Personal information
- Nickname: Rubix
- Born: 25 June 1984 (age 41) Zalaegerszeg, Hungary
- Height: 6 ft 0 in (183 cm)
- Weight: 197 lb (89 kg)
- Sporting nationality: Hungary
- Residence: Tweed Heads South, New South Wales, Australia

Career
- College: University of Queensland
- Turned professional: 2019
- Current tours: MENA Tour Clutch Pro Tour
- Former tour: Pro Golf Tour
- Professional wins: 1

= Ádám Kása =

Hungarian professional golfer (born 1984)

Ádám Kása (born 25 June 1984) is a Hungarian professional golfer. He was the highest ranked Hungarian amateur golfer in Hungary over the 2019 season on the European Golf Rankings.

==Early life==
Kása was born in Zalaegerszeg and was first introduced to golf at the age of 19 by his flatmate after coming across some disused clubs in a storage cellar. Prior to this Kása was a semi-professional Rugby League player in Australia.

==Amateur career==
Kása had a strong amateur career from 2015 to 2019. He competed in regional, national and international events across the globe. His first amateur win came at the Tamworth Easter Vardon event in 2018.

==Professional career==
Kása turned professional in October 2019 and currently plays on the various satelitte and mini tours in Europe. He finished the 2021 season at a career high 1682nd place in the Official World Golf Ranking.

With a shortened season in 2020 due to the COVID-19 pandemic, Kása had mixed results with his best result being a tied 25th place at the Portiva Trophy Finalè on the Czech PGA.

2021 and 2022 have seen Kása playing a near full schedule after a disrupted 2020 season. Still without a professional win, 2022 has seen Kása have three Runner-up finishes, twice on the Stella Artois Swiss Pro Series and once on the PGA of Poland. He finished 13th on the Order of Merit for the 2022 season.

After an impressive off-season, the start of the 2022 season delivered Kása's career-low 54 hole score on the Toro Tour in Spain.
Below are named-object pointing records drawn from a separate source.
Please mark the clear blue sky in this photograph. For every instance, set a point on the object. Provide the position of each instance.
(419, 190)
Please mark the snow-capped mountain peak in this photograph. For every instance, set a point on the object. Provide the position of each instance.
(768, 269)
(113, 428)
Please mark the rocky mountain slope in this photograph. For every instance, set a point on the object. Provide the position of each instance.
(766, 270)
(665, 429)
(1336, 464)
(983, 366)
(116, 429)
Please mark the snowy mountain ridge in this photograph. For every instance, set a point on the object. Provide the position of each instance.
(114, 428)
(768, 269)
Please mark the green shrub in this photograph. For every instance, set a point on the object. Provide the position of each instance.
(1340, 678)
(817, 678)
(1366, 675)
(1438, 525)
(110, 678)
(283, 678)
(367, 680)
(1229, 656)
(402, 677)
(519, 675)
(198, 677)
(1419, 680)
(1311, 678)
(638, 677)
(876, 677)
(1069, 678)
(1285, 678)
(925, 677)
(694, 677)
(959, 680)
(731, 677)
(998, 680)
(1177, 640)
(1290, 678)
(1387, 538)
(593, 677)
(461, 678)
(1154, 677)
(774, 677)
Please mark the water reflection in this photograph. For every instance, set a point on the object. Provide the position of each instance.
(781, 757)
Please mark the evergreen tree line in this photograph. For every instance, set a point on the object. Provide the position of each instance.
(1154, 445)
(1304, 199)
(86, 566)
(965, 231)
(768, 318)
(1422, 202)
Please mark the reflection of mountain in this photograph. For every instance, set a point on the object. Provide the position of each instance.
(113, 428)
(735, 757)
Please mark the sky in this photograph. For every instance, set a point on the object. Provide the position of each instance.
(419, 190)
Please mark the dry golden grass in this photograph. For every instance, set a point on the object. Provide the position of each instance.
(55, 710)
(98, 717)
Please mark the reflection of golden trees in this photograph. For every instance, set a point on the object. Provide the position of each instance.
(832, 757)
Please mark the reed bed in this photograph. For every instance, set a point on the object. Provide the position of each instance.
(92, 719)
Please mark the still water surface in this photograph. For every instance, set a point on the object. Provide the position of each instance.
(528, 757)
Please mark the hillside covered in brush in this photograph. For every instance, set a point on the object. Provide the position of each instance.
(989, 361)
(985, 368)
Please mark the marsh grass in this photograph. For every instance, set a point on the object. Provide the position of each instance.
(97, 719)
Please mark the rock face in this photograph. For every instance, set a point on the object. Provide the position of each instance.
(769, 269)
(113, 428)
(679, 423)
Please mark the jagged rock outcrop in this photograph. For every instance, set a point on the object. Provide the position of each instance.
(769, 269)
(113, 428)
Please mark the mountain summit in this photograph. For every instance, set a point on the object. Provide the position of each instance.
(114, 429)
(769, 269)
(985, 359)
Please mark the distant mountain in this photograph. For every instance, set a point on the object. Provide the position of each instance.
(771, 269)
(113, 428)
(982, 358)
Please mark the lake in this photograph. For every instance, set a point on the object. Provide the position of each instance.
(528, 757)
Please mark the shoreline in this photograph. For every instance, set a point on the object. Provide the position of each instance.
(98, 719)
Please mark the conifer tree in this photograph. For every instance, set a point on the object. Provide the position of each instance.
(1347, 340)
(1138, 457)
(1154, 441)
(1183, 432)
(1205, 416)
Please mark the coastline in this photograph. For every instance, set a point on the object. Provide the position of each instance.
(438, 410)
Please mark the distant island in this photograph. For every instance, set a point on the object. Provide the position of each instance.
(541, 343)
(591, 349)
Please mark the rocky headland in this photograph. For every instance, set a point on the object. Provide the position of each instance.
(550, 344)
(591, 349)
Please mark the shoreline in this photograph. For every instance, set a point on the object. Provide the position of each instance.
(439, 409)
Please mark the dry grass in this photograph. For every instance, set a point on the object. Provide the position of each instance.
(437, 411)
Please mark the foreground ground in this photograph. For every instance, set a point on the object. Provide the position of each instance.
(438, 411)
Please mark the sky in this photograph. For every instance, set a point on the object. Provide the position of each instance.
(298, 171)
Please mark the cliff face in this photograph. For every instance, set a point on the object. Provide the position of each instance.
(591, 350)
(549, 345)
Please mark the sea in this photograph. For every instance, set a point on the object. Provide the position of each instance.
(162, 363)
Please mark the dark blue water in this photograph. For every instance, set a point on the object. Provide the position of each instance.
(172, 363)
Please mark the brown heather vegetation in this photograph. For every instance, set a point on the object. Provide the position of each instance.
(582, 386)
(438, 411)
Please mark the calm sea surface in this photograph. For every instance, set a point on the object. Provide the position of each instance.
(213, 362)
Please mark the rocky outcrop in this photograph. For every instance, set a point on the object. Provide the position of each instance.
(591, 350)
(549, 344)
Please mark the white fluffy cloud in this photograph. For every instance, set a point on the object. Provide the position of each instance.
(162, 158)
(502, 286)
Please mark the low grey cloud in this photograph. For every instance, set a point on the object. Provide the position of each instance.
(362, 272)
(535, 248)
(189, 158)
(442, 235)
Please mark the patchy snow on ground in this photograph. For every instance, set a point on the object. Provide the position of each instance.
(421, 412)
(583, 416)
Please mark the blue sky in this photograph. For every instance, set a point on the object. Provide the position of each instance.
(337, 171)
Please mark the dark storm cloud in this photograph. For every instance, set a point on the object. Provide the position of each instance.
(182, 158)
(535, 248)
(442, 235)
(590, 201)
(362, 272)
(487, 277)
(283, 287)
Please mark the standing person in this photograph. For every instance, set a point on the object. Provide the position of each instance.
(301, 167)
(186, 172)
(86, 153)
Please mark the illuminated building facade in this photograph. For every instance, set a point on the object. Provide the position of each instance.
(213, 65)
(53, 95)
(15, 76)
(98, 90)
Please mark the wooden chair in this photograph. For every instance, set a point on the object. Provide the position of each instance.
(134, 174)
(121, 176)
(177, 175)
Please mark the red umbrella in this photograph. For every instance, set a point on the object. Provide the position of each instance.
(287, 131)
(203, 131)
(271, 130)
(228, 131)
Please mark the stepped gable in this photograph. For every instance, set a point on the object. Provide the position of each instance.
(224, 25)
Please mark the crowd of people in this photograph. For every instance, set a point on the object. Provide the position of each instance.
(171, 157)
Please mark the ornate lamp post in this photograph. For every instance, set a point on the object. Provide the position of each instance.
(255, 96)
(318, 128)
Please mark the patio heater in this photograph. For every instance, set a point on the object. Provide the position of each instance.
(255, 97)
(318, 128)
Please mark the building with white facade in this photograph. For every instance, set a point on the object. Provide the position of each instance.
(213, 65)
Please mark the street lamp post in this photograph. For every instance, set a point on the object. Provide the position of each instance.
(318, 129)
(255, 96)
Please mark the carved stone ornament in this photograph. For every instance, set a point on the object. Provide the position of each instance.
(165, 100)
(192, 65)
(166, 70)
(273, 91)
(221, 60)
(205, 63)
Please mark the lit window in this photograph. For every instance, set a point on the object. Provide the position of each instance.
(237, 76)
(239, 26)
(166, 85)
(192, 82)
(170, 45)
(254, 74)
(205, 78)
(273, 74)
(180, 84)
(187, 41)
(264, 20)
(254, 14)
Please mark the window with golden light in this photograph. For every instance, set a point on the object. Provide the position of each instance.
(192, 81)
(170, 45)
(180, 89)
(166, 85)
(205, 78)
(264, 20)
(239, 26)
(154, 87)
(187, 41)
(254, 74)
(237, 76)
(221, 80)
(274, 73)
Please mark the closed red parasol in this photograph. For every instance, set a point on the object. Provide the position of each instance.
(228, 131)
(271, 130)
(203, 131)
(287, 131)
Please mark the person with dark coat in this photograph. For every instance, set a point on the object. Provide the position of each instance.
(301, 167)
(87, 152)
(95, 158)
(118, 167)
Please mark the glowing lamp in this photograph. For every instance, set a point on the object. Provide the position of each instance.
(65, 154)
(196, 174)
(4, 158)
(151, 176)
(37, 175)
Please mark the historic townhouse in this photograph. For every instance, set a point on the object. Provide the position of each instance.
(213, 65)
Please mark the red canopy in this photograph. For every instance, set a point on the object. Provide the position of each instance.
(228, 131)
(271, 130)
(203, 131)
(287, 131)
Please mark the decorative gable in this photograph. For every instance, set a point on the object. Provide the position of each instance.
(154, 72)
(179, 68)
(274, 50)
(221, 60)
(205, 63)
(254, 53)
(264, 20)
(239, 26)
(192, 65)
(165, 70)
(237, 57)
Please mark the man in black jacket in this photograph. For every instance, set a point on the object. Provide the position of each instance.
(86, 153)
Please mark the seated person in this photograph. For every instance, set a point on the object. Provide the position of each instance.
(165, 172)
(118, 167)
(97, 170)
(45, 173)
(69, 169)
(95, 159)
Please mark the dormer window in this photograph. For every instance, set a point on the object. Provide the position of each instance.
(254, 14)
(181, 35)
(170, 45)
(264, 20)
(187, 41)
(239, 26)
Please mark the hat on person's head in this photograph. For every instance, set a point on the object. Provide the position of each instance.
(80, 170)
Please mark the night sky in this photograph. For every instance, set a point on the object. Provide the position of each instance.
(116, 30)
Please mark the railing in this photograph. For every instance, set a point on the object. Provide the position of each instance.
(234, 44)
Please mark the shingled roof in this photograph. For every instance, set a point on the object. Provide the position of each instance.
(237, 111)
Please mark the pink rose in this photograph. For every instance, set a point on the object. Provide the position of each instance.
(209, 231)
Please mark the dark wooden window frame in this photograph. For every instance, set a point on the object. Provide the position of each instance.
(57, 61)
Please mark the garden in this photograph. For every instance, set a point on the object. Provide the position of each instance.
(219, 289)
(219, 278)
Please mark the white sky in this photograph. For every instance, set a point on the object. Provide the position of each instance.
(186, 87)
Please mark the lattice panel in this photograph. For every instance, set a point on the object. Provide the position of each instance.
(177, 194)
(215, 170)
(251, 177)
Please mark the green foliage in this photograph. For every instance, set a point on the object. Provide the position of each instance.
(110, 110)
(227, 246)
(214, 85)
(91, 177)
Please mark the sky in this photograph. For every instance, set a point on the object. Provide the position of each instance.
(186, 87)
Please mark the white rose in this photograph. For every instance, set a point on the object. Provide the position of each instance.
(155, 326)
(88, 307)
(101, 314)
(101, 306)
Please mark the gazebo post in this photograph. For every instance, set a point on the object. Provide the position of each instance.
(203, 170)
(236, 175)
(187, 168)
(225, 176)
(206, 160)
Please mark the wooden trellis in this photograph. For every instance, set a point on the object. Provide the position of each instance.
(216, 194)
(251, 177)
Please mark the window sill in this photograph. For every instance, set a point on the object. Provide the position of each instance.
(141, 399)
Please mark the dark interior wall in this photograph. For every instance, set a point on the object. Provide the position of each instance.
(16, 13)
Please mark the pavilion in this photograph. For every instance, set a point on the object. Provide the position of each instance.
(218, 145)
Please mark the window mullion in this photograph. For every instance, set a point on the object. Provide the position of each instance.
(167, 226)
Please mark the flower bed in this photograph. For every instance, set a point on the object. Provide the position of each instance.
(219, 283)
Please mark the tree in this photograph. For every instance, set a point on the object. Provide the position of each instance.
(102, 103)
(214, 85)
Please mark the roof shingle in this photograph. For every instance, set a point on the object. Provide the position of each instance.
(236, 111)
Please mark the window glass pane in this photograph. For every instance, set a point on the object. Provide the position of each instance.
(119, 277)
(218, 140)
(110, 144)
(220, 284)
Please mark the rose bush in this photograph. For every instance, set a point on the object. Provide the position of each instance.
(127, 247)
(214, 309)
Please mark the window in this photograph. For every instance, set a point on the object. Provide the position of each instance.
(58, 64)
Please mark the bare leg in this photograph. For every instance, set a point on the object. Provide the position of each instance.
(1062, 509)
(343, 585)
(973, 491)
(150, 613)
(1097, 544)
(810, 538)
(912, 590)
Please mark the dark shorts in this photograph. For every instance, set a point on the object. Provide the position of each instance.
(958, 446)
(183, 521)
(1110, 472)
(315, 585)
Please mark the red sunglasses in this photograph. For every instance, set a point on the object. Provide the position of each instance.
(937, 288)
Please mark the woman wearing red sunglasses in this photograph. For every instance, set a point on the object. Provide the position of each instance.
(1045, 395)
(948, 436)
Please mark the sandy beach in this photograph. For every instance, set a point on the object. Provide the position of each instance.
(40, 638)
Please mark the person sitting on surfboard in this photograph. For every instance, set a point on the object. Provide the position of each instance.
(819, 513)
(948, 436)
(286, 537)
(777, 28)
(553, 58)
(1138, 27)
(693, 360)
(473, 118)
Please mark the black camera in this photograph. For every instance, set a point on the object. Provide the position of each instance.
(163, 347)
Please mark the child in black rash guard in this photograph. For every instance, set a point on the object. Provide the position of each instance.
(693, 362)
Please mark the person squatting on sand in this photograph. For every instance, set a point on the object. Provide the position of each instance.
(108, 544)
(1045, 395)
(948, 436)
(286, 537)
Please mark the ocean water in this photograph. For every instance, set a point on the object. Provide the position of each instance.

Kása had scores of 69-69-70 (−5) to finish tied 17th in only his second start of the year.

2024 saw Kása claim his maiden professional win at the 28th Golf in Hessen Championship on the Golf in Hessen Pro Tour in September at Kronberg Golf Club. The victory was not without drama as Kása and South African, Glen Hutcheson, battled it out in a playoff after both shooting rounds of 67 on the tight layout. The first playoff hole saw both players make regulation pars but Kása seized his chance on the 2nd playoff hole after an error from the tee by Hutcheson and was triumphant with another regulation par.